The Internet goes down with us-east-1

Hey folks,

I’m sure everyone’s had their fill of log4j findings for the weekend, so I’ll spare you any more commentary – like a bad holiday party with too much stuffing and rancid egg nog. Not like I’ve been to a holiday party like that, but one can imagine. But I digress…

Fresh off an action packed re:Invent week, AWS topped the news again, but not for the right reasons – us-east-1 was down for a couple of hours on Tuesday, taking a notable piece of the Internet with it. You have to feel for the AWS team, hope they catch a breather during the holidays.

As is always the case, the incident sparked every hybrid and multi-cloud take there is – some good, some bad. Preparing for these scenarios with a failover strategy is the right thing to do, however a lot is left for interpretation in terms of what is feasible – not just for your organization, but also the providers you consume.

While AWS always recommends a multi-region architecture as a best practice, there are services and support functions that don’t allow for it. For example, one thing I learned the hard way among many others, is that AWS SSO only runs in the single region that you set it up in. Second, the AWS Status Page failed to deliver accurate updates partially because a number of global services such as CloudTrail are in fact centralized within us-east-1.
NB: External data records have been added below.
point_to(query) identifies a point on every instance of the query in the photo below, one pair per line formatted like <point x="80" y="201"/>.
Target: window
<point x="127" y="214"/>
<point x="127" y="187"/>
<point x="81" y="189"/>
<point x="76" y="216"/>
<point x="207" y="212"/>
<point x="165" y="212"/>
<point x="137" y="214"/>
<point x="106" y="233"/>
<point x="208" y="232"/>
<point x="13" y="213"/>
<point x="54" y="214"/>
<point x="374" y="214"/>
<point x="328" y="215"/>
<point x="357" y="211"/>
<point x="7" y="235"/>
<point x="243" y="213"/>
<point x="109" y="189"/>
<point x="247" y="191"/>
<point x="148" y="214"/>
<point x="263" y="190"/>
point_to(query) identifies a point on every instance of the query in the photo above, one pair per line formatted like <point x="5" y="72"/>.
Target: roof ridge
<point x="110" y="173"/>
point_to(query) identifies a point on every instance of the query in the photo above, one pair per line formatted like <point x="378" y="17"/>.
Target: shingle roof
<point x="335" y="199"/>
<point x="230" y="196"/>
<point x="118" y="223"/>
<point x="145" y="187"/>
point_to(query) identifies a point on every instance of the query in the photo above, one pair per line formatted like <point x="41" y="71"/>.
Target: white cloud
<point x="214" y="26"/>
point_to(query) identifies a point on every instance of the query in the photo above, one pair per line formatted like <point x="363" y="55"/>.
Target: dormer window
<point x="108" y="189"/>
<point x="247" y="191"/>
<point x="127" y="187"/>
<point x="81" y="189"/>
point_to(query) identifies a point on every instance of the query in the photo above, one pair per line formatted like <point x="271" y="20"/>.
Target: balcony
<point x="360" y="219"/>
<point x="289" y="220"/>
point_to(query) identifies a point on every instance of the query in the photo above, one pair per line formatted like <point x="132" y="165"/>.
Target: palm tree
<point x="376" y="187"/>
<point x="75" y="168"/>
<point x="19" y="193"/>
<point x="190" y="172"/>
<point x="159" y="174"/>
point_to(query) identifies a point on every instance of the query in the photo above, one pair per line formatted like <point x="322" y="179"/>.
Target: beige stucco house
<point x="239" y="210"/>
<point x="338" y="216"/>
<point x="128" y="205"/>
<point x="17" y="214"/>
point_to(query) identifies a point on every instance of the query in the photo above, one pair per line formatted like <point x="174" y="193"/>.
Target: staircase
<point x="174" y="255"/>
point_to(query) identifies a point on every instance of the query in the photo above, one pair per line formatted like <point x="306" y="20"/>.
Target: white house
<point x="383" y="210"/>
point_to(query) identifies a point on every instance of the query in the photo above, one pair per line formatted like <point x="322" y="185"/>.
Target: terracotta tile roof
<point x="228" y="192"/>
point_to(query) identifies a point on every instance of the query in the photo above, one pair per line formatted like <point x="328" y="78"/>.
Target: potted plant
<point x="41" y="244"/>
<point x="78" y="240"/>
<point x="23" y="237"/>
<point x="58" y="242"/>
I tend to avoid the nuclear reaction of multi-cloud for disaster recovery purposes. It’s simply far too much work for most teams. I do advocate for multi-cloud if the workload benefits from select advantages from one provider over another. But as the major cloud providers continue to operate at record levels of scale, it does beg the question how much faith we put into them for critical data and services. It’s always smart to have a “backup plan”, but a strategy is only as good as the ability to execute, so always sprinkle a dose of reality into the mix.



IAM checking these out...

The Cloudless Cloud Company – Platformonomics

This article was a fun read – seems like every couple of years we rehash the platform as a service concept. On the topic of abstractions, we got some mixed signals from AWS at re:invent – on one hand there was emphasis on moving further up the stack to solve customer needs, and on the other hand there was emphasis on primitives over frameworks. Regardless, there’s a lot of room for a healthy ecosystem building on top of the major providers.

Snaring the Bad Folks. Project by Netflix’s Cloud… | by Netflix Technology Blog | Dec, 2021 | Netflix TechBlog

The team at Netflix, always generous with sharing their practices and internal tooling, released a new open source project called Snare, a cloud detection and remediation service, capable of handling tens of millions log records per minute. Impressive results, and even more impressive is how brave they are to enable self-remediation for certain things.

re:Invent 2021 Recap - Chris Farris

Of all the re:Invent re:Cap pieces, this was my favorite. Chris Farris goes through all the major security announcements with a 1-2 line highlight. Helpful and humorous at the same time.

IAM listening to this...

The Blue Mitchell Quintet – Down With It (1965, Vinyl) - Discogs

Back with another Blue Note release, this time one that still flies under the radar in my mind. I always knew that I’d pull this one out when there was a major outage to write about. Blue Mitchell was a trumpet player with a long career, releasing a steady amount of releases on Riverside, Blue Note, and Mainstream from the late 50s to mid 70s. This is my favorite from him, a nice mix of hard bop and modal, with one notable bossa nova track for good measure. Perception is my favorite on this album, a real moody modal number.